ADANA VİLAYETİ SALNAMESİ
14–415 (1909)

HACIN KAZASI

            Hacın kasabası 7 nahiye ve 60 karyeye ve merkezi olan Hacın kasabasında 16 mahalleye munkasımdır. Kasaba bir dağın göğsünde vakıadır. Şark ve garbı cihetlerinden Kötün, Çatak namlarıyla 2 çay gelip 10 dakika mesafede cenubiyesinde buluşarak ve Hacın suyu namını alarak bayağı bir nehir olup 3 saat, burada da Göksu’ya karışır. Bu iki çayın bir çeyrek ve bir saat mesafelerindeki membalarından karşısında olan kabiliyet hesabiyle her yanda munkasım olarak kasaba deresinde bostan bahçe yetişir ve değirmen bu çayların üzerinde 4 kergir 9 ahşap köprü vardır. Mevki dağlık olduğundan ziraatleri mahsulünü beslemez derecede ve hatta kasaba bile istenildiği kadar edilemeyip bir hanenin gezinti havalesi aşağı taraftaki hanenin damı olmayla pek sık bir halde kalmıştır.

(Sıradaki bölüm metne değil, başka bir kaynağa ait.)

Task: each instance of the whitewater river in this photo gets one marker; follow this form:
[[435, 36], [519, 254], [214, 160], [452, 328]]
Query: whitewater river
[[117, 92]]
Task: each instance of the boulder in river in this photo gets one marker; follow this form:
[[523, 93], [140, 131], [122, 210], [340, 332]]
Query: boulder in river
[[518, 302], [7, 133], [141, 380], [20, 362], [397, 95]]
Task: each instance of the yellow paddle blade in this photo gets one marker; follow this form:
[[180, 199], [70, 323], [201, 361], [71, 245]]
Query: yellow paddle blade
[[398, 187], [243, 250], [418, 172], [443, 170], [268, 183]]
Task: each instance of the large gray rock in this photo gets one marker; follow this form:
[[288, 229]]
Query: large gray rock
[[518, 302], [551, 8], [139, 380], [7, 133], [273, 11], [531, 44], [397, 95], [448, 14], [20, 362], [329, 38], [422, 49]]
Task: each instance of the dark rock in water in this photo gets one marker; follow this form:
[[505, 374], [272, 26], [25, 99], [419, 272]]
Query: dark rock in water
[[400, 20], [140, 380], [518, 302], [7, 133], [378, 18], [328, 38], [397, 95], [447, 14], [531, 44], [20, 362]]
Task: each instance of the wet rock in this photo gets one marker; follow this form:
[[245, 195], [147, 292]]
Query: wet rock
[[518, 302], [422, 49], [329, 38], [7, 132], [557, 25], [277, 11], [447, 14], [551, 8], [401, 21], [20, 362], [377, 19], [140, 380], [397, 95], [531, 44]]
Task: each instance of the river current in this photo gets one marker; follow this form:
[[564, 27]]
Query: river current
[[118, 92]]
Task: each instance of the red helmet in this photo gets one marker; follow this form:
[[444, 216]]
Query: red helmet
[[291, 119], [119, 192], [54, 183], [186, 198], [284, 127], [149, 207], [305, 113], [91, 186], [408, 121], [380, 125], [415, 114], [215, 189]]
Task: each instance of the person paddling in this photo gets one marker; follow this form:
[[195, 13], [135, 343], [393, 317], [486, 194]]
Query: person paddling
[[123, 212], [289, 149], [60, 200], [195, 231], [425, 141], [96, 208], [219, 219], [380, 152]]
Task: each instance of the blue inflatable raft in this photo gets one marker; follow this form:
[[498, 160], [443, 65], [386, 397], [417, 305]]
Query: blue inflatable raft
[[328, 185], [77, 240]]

            Bu kasabanın hudutlarında vakıa “ŞAR” nam karyede taştan mağmül cisim cisim yekpare, yekpare tarzında gayet murahashane ve kilise ve manastır ve hamam ve tiyatro mahalleri gibi asar antika ve bu güne mümessil birçok eziya ve türlü türlü menkus ve yazılı antikalar bulunmasına binaen bu karye mahalli bundan 2000 sene kadar mukaddim bir şehir olduğu istidal olunur…
            Aseri antikadan olarak nüfus kasabada kale kilisesi namıyla bir kilise ve Kötün nahiyesinin Venk karyesi civarında Kostagen namıyla bir kale ile eski bir bina eseri ve Gürleşen nahiyesinin Himmetli karyesi garbında Sis deresi üzerinde “Kanlı Kuyu” namıyla dahi bir kale ve Yağbasan nahiyesinde Kaleboynu karyesinde dahi bir kale ve dahi kasabada daha bazı ufak tefek hayli asarı antika mevcuttur.
            Lakin bağları mağmur ve pekmez ve şarap mahsulleri buralarca mubaddel ve meşhurdur.
            Kasabaya 4 saat mesafedeki kurcan dağında gümüş ve iki saat bağdar da demir madenleri olduğu gibi her cihette bakır vesaire damarları bulunur.
            Bu kasabada 9 cami ve mescit 2 medrese 1 rüştiye 1 Protestan milletine mensup kız mektebi 2 sıbyan mektebi 1 manastır 7 kilse 10 Hıristiyan mektebi 200 dükkân 4 fırın 3 han 6 testi fırını 1 hamam 1 debbağ hane 69 bahçe 2500 bağ mevcuttur.
            3 yüz bin dönüm ormanlık alan vardır.
            Kasabada Doğanlı karyesinde Dede Bilal, 2 saat mesafede Mürsel Dede Akoluk karyesinde 3 oğlan, Yağbasan karyesinde cami ve ziyaret vardır.